Steve Gerber, Don Rosa to Receive 2013 Bill Finger Award

Don Rosa

Steve Gerber and Don Rosa have been selected to receive the 2013 Bill Finger Award for Excellence in Comic Book Writing. The selection, made by a blue-ribbon committee chaired by writer-historian Mark Evanier, was unanimous.
“The premise of this award is to recognize writers for a body of work that has not received its rightful reward and/or recognition,” Evanier explains. “That was what Jerry Robinson intended as his way of remembering his friend, Bill Finger. Bill is still kind of the industry poster boy for writers not receiving proper reward or recognition.” Evanier also notes the appropriateness of this year’s selections: “Steve Gerber was one of the most influential writers of his day, and his work has stood the rest of time.
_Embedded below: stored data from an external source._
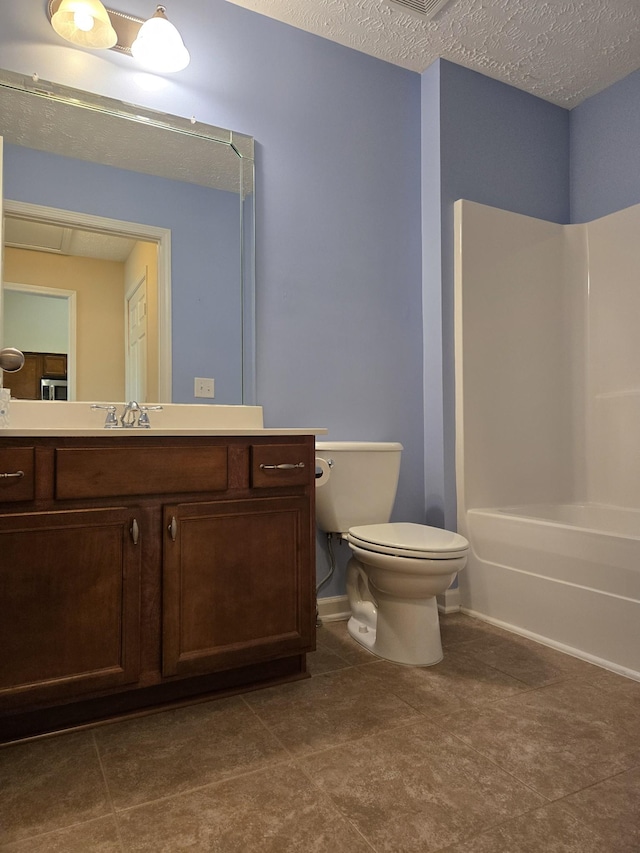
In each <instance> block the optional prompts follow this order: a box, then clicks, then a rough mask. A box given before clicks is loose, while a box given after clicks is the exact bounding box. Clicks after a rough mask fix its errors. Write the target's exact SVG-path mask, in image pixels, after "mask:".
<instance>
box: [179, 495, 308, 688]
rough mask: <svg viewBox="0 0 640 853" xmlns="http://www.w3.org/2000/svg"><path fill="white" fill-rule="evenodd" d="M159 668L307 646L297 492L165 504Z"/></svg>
mask: <svg viewBox="0 0 640 853" xmlns="http://www.w3.org/2000/svg"><path fill="white" fill-rule="evenodd" d="M164 521H165V546H164V579H163V584H164V585H163V674H164V675H165V676H169V675H190V674H198V673H204V672H213V671H216V670H222V669H228V668H231V667H236V666H242V665H244V664H249V663H256V662H258V661H260V660H268V659H275V658H278V657H286V656H288V655H295V654H303V653H304V652H306V651H310V650H311V649H312V648H313V636H314V630H315V627H314V626H315V609H314V592H315V589H314V584H315V568H314V559H313V556H314V552H313V551H312V541H311V540H312V530H313V525H312V519H311V518H310V502H309V500H308V498H304V497H286V498H285V497H283V498H267V499H261V500H246V501H223V502H219V503H194V504H180V505H176V506H169V507H165V512H164Z"/></svg>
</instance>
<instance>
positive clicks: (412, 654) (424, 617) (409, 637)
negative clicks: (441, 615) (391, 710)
mask: <svg viewBox="0 0 640 853" xmlns="http://www.w3.org/2000/svg"><path fill="white" fill-rule="evenodd" d="M375 596H376V600H377V602H378V611H377V615H376V618H375V620H370V619H367V620H361V619H358V618H357V617H356V616H352V617H351V618H350V619H349V622H348V623H347V630H348V631H349V634H350V635H351V637H353V639H354V640H356V642H358V643H360V645H361V646H363V647H364V648H365V649H367V650H368V651H370V652H372V653H373V654H374V655H376V656H377V657H380V658H384V660H389V661H392V662H393V663H400V664H404V665H405V666H434V665H435V664H437V663H440V661H441V660H442V657H443V655H442V642H441V640H440V620H439V618H438V605H437V602H436V599H435V598H428V599H398V598H389V597H388V596H386V595H385V594H384V593H381V592H380V591H379V590H375Z"/></svg>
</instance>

Don Rosa is now retired from producing his acclaimed work with Donald Duck and Uncle Scrooge. He also drew the comics, but we honor him for the excellence of his stories, which will forever be reprinted around the world. Also, we liked the idea of having an ‘all-duck’ Finger ceremony.”

Some informations about Don Rosa

[He] got his start in fanzines, with “The Pertwillaby Papers,” a comic strip for his college newspaper in Kentucky. An avid collector of comics, he chose for a time to write and draw as a hobby and to make his livelihood in his family’s tile business. In 1986, though, he had the opportunity to write and draw stories of Donald Duck and Uncle Scrooge, his favorite characters when in the hands of the legendary Carl Barks. His meticulous, carefully researched work caught on big, at first in America and then overseas, where he was hailed for expanding on the foundation laid by Barks. Particularly popular was a 12-part series he began in 1991, “The Life and Times of Scrooge McDuck,” which filled in many details of the character’s past. That series, along with Rosa’s other tales, has been reprinted around the world as much as any comic book of the last quarter-century. Rosa has now retired from creating new stories, due to failing eyesight and disputes with his publisher over compensation.

And now the prize:

The Bill Finger Award for Excellence in Comic Book Writing was created in 2005 at the instigation of comic book legend Jerry Robinson. Each year, the awards committee selects two recipients—one living and one deceased—who have produced a significant body of work in the comics field. The award is named for William Finger (1914–1974), who was the first, and some say most important, writer of Batman. Many have called him the “unsung hero” of the character and have hailed his work not only on that iconic figure, but on dozens of others, primarily for DC Comics. The Finger Award recipients are chosen by a committee chaired by Mark Evanier, and the awards are presented at the Eisner Awards ceremony.